[<prev] [next>] [thread-next>] [day] [month] [year] [list]
Message-ID: <Zs1gk3gfU7EAPmPc@pengutronix.de>
Date: Tue, 27 Aug 2024 07:13:55 +0200
From: Oleksij Rempel <o.rempel@...gutronix.de>
To: Jakub Kicinski <kuba@...nel.org>
Cc: Andrew Lunn <andrew@...n.ch>, Heiner Kallweit <hkallweit1@...il.com>,
Russell King <linux@...linux.org.uk>,
"David S. Miller" <davem@...emloft.net>,
Eric Dumazet <edumazet@...gle.com>, Paolo Abeni <pabeni@...hat.com>,
kernel@...gutronix.de, linux-kernel@...r.kernel.org,
netdev@...r.kernel.org,
Maxime Chevallier <maxime.chevallier@...tlin.com>,
Vladimir Oltean <vladimir.oltean@....com>,
Marc Kleine-Budde <mkl@...gutronix.de>,
Florian Fainelli <f.fainelli@...il.com>,
Köry Maincent <kory.maincent@...tlin.com>,
thomas.petazzoni@...tlin.com, jlu@...gutronix.de
Subject: Initial Thoughts on OSI Level 1 Diagnostic for 10BaseT1L Interface
Hi all,
I'd like to share my initial thoughts on how to approach network OSI
Layer 1 diagnostics for projects using the 10BaseT1L interface. I
believe this concept could be made more generic and eventually included
in the kernel documentation. The aim is to help developers like myself
prioritize tasks more effectively.
The primary focus of this concept is on embedded systems where human
interaction isn't feasible, meaning all interfaces should be
machine-readable. For instance, a flight-recorder application could
gather as much diagnostic data as possible for later analysis.
At this point, the concept is targeting existing diagnostic interfaces,
but it may also highlight the need for new ones.
Troubleshooting Checklist
=========================
**Symptom:** Interface is in admin UP state and link partner is attached, but
no Ethernet link is detected.
**How to Detect:**
------------------
**Diagnostic Tools:** ``iproute2``, ``ethtool``
**Command:** ``ip link show dev t1l0``
**Command Output:**
.. code-block::
4: t1l0@...0: <NO-CARRIER,BROADCAST,MULTICAST,UP> mtu 1500 qdisc noqueue state LOWERLAYERDOWN mode DEFAULT group default qlen 1000
link/ether 88:14:2b:00:96:f2 brd ff:ff:ff:ff:ff:ff
**Command:** ``ethtool t1l0``
**Command Output:**
.. code-block::
Settings for t1l0:
Supported ports: [ ]
Supported link modes: 10baseT1L/Full
Supported pause frame use: No
Supports auto-negotiation: Yes
Supported FEC modes: Not reported
Advertised link modes: 10baseT1L/Full
Advertised pause frame use: No
Advertised auto-negotiation: Yes
Advertised FEC modes: Not reported
Speed: Unknown!
Duplex: Unknown! (255)
Auto-negotiation: on
master-slave cfg: preferred slave
master-slave status: unknown
Port: Twisted Pair
PHYAD: 6
Transceiver: external
MDI-X: Unknown
Supports Wake-on: d
Wake-on: d
Link detected: no <----
Possible Reasons:
-----------------
1. **Link Partner (LP) is not powered on**
- **Possibility:** High
- **Probability:** Medium
- **Description:** If LP is powered over PoDL or PoE, ensure that the PSE
(Power Source Equipment) is enabled and functioning properly, e.g., current
is within the consumption range of the link partner.

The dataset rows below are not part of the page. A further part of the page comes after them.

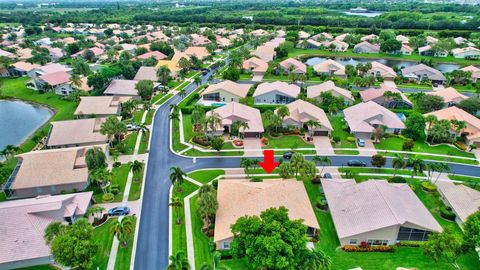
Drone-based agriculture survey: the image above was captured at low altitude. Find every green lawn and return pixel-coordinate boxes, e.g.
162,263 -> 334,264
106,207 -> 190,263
0,77 -> 77,152
115,220 -> 137,270
262,134 -> 315,149
188,170 -> 225,184
172,181 -> 199,255
375,137 -> 477,164
90,219 -> 113,270
329,116 -> 359,155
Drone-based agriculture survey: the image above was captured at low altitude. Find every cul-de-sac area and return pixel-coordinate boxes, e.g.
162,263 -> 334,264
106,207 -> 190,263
0,0 -> 480,270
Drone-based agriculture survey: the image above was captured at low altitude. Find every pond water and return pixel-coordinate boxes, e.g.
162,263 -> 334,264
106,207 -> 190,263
306,57 -> 461,72
0,100 -> 53,150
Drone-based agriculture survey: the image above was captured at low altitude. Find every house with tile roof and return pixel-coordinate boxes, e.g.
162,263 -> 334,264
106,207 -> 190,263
322,179 -> 443,246
213,179 -> 320,250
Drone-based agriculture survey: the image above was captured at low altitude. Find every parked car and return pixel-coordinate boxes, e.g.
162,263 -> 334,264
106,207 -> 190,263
347,159 -> 367,167
108,206 -> 130,216
283,151 -> 293,159
357,138 -> 365,147
127,123 -> 139,131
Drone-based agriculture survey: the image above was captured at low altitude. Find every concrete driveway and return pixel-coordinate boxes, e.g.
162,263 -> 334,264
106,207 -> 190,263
243,138 -> 262,157
313,136 -> 335,155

- **Notes:** This can happen if the PSE is misconfigured, disabled, or if
there is an issue with the power supply. In some cases, the LP may not
request power correctly, leading to no power being delivered.
- **Diagnostic Tools:** ``ethtool``
- **Command:** ``ethtool --show-pse t1l1``
- **Command Output:**
.. code-block::
PSE attributes for t1l1:
PoDL PSE Admin State: enabled
PoDL PSE Power Detection Status: delivering power
- **Possible Limitations:** Not all PSE controllers provide current information.

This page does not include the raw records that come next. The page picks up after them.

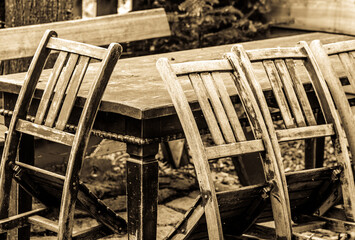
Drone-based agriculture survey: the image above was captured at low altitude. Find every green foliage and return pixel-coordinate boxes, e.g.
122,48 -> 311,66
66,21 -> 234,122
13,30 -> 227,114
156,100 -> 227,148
121,0 -> 270,57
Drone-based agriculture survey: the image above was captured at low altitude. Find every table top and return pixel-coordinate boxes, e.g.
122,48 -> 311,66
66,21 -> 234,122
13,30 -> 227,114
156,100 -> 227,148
0,32 -> 354,119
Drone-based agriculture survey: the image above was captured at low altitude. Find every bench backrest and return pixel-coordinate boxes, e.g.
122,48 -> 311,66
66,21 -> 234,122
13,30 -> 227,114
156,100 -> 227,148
310,40 -> 355,163
0,8 -> 170,60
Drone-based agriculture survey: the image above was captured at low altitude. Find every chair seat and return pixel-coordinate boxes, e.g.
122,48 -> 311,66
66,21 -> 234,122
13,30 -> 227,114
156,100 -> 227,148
14,161 -> 127,233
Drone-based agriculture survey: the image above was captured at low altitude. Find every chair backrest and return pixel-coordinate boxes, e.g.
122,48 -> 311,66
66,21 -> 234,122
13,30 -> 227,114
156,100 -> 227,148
228,42 -> 355,219
157,59 -> 291,239
5,30 -> 121,162
310,40 -> 355,167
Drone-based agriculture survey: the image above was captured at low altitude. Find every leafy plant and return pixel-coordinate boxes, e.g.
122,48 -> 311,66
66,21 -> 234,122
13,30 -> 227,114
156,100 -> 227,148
121,0 -> 270,55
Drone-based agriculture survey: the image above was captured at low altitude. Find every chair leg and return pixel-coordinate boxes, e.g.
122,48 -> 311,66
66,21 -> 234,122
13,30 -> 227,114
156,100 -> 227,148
58,175 -> 78,240
0,135 -> 19,240
58,153 -> 82,240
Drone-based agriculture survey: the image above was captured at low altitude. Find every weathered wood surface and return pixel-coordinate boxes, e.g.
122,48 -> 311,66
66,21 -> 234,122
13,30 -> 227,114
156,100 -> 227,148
230,41 -> 355,220
157,51 -> 291,239
0,33 -> 353,119
269,0 -> 355,34
310,40 -> 355,168
0,0 -> 75,74
0,30 -> 126,239
0,8 -> 170,59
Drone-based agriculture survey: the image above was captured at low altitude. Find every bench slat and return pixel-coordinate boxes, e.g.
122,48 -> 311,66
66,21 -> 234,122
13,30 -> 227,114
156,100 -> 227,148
0,8 -> 171,60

- **Command:** ``ethtool --cable-test t1l1``
- **Command Output:**
.. code-block::
Cable test started for device t1l1.
Cable test completed for device t1l1.
Pair A, fault length: 25.00m
Pair A code Open Circuit
2. **Cable is damaged with a short between pairs**
- **Possibility:** Medium
- **Probability:** Medium
- **Description:** In case LP is powered over PoDL or PoE, the PSE controller
may disable power due to an overcurrent event.
- **Notes:** This issue could arise if the cable has been physically damaged
(e.g., pinched, cut, or exposed to excessive force), leading to a short
circuit. It's also possible that the installation was done incorrectly,
causing a short.
- **Diagnostic Tools:** ``ethtool``
- **Command:** ``ethtool --show-pse t1l1``
- **Command Output:**
.. code-block::
PoDL PSE Power Detection Status: over current
- **Command:** ``ethtool --cable-test t1l1``
- **Command Output:**
.. code-block::
Cable test started for device t1l1.
Cable test completed for device t1l1.
Pair A, fault length: 25.00m
Pair A code Short within Pair
3. **Cable is damaged with an open state or device is not attached**
- **Possibility:** High
- **Probability:** High
- **Description:** If the device is not attached or the cable is open, no
link will be established.
- **Notes:** This situation is common in environments where cables are
frequently moved, reconnected, or exposed to mechanical stress. It can also
happen if the cable is improperly terminated or if a connector is loose or
damaged.
- **Diagnostic Tools:** ``ethtool``
- **Command:** ``ethtool --cable-test t1l1``
- **Command Output:**
.. code-block::
Cable test started for device t1l1.
Cable test completed for device t1l1.
Pair A, fault length: 25.00m
Pair A code Open Circuit
4. **LP PHY is not up or powered on**
- **Possibility:** Medium
- **Probability:** Medium
- **Description:** The LP may not have powered on the PHY, may not have
brought it out of reset, or the interface may be in admin down state.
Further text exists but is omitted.